I really like Kelsey's physics idea of an infinite number of universes, but rather than think of them as improbabilities, I actuall believe in that they happen in a sequence of events. To be porous, I believe we have to be open to the idea of everything having a connection to something before it or after it. Whether the connection be small or big, in order to be porous, the thoughts and ideas must be penetrable and permeable. Somethings are hold to grab a hold of or want to accept, but in order to understand who we are today or why certain things are the way they are, we have to retrace and pay attention the the connecting threads. 

Kelsey's picture

On Many Worlds

There is a theory in physics called the many-worlds interpretation of quantum mechanics.  According to this theory, there are an infinite number of universes, and everything that could have happened in our universe- but did not- has occurred in some other universe.  There is no empirical proof of this theory- in fact, there are several interpretations of quantum mechanics- but the fact that it could be true (and we currently have no way of knowing whether it is) has vast implications for the improbability of place.  If there are infinite universes with different realities, with different places, what makes our universe any more improbable (or probable) than the rest?  Everything that has happened in our universe, everything that has conspired to create the places we call home, is just as probable as everything that hasn't happened.  I agree with aphorisnt's point that we need to be aware of the vast chain of circumstances that lead to where we are today, but I don't think that sequence of events that got us here- improbabilities that are no more improbable than any other improbabilities- means that we shouldn't claim a specific place as home.  We may be porous, but our porosity is dependent upon our unique circumstances, including the specific places we call home.  I am affected differently by, say, climate change than someone from the Maldives, whose country may soon be underwater, and even though climate change affects the entire planet we are differently porous to the damages it causes because of our varying circumstances, our varying very specific homes.  Being porous does not make us placeless; instead, we are continually affected by our porousness and our placeness.  

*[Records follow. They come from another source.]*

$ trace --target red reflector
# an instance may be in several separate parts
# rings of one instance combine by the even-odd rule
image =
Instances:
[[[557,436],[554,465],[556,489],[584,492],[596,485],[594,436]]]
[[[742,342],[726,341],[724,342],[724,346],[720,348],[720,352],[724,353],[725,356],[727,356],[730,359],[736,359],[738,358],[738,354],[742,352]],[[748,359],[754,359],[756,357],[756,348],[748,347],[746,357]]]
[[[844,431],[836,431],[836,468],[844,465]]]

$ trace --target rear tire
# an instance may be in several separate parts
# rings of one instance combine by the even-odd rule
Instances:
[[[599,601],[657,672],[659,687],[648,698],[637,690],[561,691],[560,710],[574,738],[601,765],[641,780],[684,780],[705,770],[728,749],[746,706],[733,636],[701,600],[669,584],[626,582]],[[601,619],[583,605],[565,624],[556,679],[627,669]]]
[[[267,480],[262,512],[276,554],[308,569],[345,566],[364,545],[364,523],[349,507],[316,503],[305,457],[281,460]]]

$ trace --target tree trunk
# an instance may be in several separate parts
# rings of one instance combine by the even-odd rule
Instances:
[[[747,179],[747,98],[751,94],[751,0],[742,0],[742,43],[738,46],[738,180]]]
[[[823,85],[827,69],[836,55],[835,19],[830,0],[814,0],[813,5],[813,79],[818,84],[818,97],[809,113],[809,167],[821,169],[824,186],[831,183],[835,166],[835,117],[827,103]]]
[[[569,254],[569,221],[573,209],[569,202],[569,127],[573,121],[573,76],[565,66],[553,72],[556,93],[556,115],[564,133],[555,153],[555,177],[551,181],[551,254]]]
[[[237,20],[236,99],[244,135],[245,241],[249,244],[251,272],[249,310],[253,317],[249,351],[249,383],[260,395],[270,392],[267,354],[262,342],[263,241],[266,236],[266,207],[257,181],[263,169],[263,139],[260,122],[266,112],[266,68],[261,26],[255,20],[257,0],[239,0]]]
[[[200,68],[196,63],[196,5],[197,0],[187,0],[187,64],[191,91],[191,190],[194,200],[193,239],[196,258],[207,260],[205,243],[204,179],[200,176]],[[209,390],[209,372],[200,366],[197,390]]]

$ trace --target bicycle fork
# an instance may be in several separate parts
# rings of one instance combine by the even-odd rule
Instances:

Sophia Weinstein's picture

Earth as Home to Infinite Universes

The idea that what has happened in our universe is just as probable than all that hasn't happened here, with the assumption that it is sure to happen in another reality is very interesting. Just because something hasn't happened to us doesn't mean it doesn't affect us, in some way. I like the parallel that Kelsey draws between alternate universes and the much smaller ecosystem of earth. There are infinite ecosystems all living within, in response to, and because of, other ecosystems. When I read Stacy Alaimo's Porous Bodies and Trans-Corporeality, I kept thinking of ants, and the 'societal' behaivor that they have. Every ant is its own entity, without any understanding of self. Alone they are capable of very little, yet through their senses of each others horomones, they are able to interact and work together to collect food and build shelters - homes. Any one ant is a 'body', but also perhaps a small component of the 'body' that is an ant colony. Every ecosystem is just a component of another ecosystem, making earth home to an infinite number of universes.